Back along the strand you come to the Russell Museum. This is quite a small place, the collection on display concentrating in the main on the early history of Russell, especially the sailing, and of course, lots on the relationships between local Maori and the new settlers.
I'm told they are making progress digitising their collection and are starting to think about how to to use digital to integrate the best of their physical collection with local community memory.

However, being a small, essentially regional museum with limited resources, albeit a huge cultural footprint, they, like many institutions of their size are still trying to figure out the tactical and resource implications of their ambitions. In short, maybe they need some help to figure it out.

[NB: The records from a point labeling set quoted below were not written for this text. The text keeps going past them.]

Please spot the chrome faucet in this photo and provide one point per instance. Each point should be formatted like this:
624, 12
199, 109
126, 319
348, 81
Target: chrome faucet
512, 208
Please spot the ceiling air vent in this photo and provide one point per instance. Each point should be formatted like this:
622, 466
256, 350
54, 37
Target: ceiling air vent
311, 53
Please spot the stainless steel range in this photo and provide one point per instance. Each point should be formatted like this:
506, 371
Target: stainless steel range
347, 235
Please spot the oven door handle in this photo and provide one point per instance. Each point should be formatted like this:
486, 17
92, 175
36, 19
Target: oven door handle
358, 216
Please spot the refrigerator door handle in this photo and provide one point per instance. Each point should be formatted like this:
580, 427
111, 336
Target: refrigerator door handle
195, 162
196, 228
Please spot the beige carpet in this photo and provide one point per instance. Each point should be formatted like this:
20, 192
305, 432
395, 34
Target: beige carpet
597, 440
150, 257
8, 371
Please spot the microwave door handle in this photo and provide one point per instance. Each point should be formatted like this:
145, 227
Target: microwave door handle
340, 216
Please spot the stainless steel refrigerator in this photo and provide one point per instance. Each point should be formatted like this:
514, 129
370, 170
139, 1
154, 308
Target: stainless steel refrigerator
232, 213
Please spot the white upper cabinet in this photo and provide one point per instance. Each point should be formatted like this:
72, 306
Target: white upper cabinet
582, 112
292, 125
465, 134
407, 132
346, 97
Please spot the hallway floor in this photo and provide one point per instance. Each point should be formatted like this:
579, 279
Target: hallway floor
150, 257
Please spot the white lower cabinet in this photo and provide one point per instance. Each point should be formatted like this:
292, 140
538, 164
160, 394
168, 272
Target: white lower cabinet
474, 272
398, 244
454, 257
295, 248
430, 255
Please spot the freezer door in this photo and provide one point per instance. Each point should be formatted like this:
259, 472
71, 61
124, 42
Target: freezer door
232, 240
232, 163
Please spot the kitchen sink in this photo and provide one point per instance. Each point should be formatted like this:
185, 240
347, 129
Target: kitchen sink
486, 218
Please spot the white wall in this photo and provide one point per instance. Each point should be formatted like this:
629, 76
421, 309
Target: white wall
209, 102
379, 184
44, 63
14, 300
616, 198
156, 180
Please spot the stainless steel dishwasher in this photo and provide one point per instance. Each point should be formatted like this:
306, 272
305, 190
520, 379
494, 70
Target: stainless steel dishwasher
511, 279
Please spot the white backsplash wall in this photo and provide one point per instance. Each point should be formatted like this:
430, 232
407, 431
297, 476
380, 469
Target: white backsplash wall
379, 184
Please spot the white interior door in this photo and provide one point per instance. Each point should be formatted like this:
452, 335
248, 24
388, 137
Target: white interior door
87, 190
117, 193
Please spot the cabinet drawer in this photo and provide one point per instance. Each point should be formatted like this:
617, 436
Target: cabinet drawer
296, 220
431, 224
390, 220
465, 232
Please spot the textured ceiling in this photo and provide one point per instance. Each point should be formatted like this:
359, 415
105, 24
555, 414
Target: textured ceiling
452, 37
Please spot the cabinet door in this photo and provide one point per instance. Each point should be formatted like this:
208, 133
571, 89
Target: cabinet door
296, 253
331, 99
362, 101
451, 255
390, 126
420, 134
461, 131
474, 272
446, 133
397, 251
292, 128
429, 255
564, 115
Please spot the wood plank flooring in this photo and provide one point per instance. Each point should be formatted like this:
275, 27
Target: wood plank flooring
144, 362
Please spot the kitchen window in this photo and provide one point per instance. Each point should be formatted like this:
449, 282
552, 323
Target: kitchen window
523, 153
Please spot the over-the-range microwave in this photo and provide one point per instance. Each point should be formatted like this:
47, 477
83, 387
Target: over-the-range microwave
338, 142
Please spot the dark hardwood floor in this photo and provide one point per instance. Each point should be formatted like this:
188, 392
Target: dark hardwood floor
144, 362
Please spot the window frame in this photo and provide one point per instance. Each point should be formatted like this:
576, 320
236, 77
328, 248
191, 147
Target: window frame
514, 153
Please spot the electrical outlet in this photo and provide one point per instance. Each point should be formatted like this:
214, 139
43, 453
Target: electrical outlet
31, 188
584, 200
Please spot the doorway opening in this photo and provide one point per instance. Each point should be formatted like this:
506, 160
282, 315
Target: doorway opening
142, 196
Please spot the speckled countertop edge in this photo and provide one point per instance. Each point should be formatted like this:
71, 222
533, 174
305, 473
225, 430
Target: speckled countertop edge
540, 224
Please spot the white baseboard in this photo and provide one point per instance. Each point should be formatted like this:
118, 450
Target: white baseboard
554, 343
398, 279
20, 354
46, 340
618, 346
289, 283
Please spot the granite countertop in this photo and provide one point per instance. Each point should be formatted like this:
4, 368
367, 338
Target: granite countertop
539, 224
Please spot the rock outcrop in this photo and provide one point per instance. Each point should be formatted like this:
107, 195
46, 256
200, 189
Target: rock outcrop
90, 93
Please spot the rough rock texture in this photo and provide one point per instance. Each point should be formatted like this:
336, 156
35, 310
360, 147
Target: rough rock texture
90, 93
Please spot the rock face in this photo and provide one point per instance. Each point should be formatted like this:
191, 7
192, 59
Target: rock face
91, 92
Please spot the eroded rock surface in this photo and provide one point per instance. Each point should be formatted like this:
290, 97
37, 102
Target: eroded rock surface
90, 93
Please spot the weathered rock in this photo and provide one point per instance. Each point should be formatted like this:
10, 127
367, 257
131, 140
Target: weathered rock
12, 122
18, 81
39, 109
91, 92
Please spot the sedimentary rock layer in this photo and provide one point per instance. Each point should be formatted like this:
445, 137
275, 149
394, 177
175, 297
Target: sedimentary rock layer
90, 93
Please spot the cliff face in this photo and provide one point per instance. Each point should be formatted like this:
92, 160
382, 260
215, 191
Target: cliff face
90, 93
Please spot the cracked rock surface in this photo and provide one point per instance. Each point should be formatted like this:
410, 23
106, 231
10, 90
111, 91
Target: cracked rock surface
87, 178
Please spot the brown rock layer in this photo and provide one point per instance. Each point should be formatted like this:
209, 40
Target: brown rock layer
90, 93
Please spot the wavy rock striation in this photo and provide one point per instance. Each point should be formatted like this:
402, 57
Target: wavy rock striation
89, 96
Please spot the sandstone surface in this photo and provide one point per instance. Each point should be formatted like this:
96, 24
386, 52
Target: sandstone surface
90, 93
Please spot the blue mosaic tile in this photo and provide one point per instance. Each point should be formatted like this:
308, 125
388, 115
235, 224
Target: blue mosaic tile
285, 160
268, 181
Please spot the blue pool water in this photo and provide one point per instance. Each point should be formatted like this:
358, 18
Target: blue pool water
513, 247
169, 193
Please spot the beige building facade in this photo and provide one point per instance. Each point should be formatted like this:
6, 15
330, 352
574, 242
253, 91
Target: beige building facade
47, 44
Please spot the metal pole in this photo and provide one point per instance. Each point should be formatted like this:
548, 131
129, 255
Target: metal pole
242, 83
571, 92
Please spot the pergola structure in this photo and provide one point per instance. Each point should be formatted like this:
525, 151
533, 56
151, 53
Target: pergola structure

The NZ Museums project, currently in development by Te Papa National Services Te Paerangi NZMuseums might be of interest to them. Basically its a big rework of their current web site. The current one is pretty basic limiting itself to a directory featuring 358 museums.

National Services Te Paerangi, in partnership with Vernon Systems Limited, has been exploring how this website could be redeveloped to allow museums to place collection objects, images, exhibitions and events information online, similar to websites such as ww.collectionsaustralia.net and http://www.pictureaustralia.org/.

The idea is that the new site will help small to medium-sized museums, which may be unable to afford to do this themselves. It has been designed with their needs in mind, but still allows larger institutions to contribute content.


And just for the record Vernons has asked McGovern Online to do the design - so I guess I should declare an interest.
That said, I think it is a great initiative, and a really good example of how 2008 can be the year when big frameworks/ institutions start thinking on how to help / assist / partner with smaller frameworks/institutions to create compelling joint ventures based on a common pursuit of excellence.